User Experience (UX): Definition & Erklärung — Glossar
User Experience (UX) – auf Deutsch Nutzererlebnis – beschreibt das Gesamterlebnis, das ein Mensch bei der Nutzung eines digitalen Produkts hat: wie intuitiv es zu bedienen ist, wie schnell er sein Ziel erreicht, wie er sich dabei fühlt und ob er es wieder nutzen würde. UX umfasst weit mehr als Ästhetik – es geht um Struktur, Logik, Zugänglichkeit und die Passung zwischen Produkt und realem Nutzerverhalten. Schlechte UX kostet direkt: in Supportanfragen, Abbruchraten, Fehleingaben und Mitarbeiterfrust.
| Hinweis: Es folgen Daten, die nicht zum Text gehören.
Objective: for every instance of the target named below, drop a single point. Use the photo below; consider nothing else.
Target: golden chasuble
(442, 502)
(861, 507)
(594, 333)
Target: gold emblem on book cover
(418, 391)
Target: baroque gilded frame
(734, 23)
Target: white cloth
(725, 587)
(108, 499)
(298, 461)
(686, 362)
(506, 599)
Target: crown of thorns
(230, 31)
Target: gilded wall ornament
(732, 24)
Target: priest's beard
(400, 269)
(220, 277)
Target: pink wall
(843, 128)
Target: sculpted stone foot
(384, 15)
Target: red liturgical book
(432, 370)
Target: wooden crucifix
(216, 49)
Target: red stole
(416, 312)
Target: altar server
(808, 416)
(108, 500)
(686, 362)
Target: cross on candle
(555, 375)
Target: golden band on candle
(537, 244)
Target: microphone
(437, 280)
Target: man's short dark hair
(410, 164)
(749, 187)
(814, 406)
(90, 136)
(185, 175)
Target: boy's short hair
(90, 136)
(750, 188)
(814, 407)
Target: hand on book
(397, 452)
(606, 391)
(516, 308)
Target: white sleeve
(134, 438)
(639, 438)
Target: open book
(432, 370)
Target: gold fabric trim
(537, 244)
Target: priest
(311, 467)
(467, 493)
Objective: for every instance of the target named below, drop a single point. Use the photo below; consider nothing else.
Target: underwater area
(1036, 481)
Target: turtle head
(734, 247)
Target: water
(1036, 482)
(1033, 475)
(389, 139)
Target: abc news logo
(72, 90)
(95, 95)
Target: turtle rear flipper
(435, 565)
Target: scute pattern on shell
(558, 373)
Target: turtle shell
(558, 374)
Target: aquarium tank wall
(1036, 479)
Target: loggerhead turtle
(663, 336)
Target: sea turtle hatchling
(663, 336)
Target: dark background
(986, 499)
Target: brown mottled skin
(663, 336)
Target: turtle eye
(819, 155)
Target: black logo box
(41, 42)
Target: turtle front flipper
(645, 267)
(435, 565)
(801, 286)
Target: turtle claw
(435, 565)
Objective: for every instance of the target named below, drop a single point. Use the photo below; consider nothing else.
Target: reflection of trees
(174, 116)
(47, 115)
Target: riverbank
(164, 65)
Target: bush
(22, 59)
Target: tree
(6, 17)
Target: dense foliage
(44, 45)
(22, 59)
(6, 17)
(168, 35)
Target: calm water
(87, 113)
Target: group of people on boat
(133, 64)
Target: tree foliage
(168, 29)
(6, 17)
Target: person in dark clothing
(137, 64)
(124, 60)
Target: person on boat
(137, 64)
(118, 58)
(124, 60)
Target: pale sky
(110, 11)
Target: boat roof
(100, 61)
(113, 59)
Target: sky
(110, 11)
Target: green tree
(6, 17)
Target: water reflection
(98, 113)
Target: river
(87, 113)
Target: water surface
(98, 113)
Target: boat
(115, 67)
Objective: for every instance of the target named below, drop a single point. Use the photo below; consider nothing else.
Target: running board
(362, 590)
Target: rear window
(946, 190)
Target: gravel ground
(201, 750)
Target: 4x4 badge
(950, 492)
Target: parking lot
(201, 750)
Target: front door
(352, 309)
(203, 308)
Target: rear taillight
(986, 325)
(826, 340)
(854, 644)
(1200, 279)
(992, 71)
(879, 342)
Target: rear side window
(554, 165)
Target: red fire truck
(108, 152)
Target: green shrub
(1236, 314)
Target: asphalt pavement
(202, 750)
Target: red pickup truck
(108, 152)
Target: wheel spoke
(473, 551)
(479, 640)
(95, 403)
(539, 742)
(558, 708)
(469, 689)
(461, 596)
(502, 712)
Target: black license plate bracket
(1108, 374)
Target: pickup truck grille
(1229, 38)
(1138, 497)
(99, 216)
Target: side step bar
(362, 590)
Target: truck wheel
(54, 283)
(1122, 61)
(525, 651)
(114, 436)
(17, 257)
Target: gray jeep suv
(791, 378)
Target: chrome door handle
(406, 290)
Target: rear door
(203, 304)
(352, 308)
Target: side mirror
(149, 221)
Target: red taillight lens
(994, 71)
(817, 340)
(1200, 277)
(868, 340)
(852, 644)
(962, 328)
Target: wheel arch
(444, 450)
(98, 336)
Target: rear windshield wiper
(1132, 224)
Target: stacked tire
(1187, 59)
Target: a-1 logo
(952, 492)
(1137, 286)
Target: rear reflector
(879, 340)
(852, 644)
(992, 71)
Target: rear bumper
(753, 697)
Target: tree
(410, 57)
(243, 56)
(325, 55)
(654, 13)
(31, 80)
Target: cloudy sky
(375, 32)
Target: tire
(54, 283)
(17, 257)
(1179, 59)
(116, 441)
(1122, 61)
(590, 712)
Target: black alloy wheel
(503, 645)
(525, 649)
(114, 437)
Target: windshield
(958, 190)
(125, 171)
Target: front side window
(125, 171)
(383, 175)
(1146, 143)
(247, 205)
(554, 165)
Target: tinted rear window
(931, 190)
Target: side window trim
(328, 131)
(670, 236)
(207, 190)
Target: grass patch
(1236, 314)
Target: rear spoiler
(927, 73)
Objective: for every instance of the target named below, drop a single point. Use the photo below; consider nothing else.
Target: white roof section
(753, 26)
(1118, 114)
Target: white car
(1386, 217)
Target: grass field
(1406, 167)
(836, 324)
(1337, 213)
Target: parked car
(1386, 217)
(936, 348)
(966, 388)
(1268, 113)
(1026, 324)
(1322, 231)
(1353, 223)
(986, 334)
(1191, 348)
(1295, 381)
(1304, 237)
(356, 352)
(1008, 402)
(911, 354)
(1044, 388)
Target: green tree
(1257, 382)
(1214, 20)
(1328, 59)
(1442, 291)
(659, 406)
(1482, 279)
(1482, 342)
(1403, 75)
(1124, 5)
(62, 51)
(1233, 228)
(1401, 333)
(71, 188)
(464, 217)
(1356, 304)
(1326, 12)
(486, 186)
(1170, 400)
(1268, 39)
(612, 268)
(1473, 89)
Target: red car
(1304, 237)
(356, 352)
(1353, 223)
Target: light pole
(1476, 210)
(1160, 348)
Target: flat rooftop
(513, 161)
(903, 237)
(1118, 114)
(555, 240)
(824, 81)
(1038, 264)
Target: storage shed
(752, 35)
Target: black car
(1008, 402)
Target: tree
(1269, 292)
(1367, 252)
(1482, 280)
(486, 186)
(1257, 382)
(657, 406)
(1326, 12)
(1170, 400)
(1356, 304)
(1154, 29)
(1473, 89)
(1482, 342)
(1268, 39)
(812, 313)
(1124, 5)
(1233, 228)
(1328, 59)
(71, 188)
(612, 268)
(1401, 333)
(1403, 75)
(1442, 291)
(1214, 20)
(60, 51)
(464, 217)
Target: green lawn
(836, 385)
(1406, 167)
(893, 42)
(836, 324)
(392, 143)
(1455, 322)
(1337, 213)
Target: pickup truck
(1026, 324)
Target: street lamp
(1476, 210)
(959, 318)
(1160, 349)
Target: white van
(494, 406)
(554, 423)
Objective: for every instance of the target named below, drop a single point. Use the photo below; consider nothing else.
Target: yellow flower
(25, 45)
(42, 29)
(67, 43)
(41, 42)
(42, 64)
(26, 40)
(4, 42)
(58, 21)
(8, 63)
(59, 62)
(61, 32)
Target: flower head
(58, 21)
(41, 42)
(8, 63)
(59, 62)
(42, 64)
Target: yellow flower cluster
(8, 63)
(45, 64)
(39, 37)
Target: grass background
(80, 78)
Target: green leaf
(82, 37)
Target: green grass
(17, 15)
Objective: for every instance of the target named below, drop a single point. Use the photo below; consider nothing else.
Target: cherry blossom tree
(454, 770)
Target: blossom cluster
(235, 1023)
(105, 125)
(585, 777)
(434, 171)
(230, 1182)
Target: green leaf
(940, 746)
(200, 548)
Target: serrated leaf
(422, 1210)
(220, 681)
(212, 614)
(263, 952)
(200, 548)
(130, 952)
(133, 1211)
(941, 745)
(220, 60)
UX vs. UI: Was ist der Unterschied?
User Interface (UI) bezeichnet das visuelle Design – Farben, Schriften, Layout, Icons. UX ist das umfassendere Konzept: Es beinhaltet UI, aber auch Informationsarchitektur, Nutzerführung, Fehlermeldungen, Ladezeiten und die gesamte Interaktionslogik. Gutes UI kann schlechte UX nicht retten; gutes UX kann aber auch mit einfachem UI überzeugen.
UX-Methoden in der Praxis
- User Research: Interviews, Beobachtungen und Befragungen echter Nutzer, um Bedürfnisse, Erwartungen und Schmerzpunkte zu verstehen.
- Personas: Fiktive, aber datenbasierte Nutzerprofile, die typische Zielgruppen repräsentieren.
- User Journey Mapping: Visualisierung des gesamten Nutzerpfads durch ein Produkt oder einen Prozess.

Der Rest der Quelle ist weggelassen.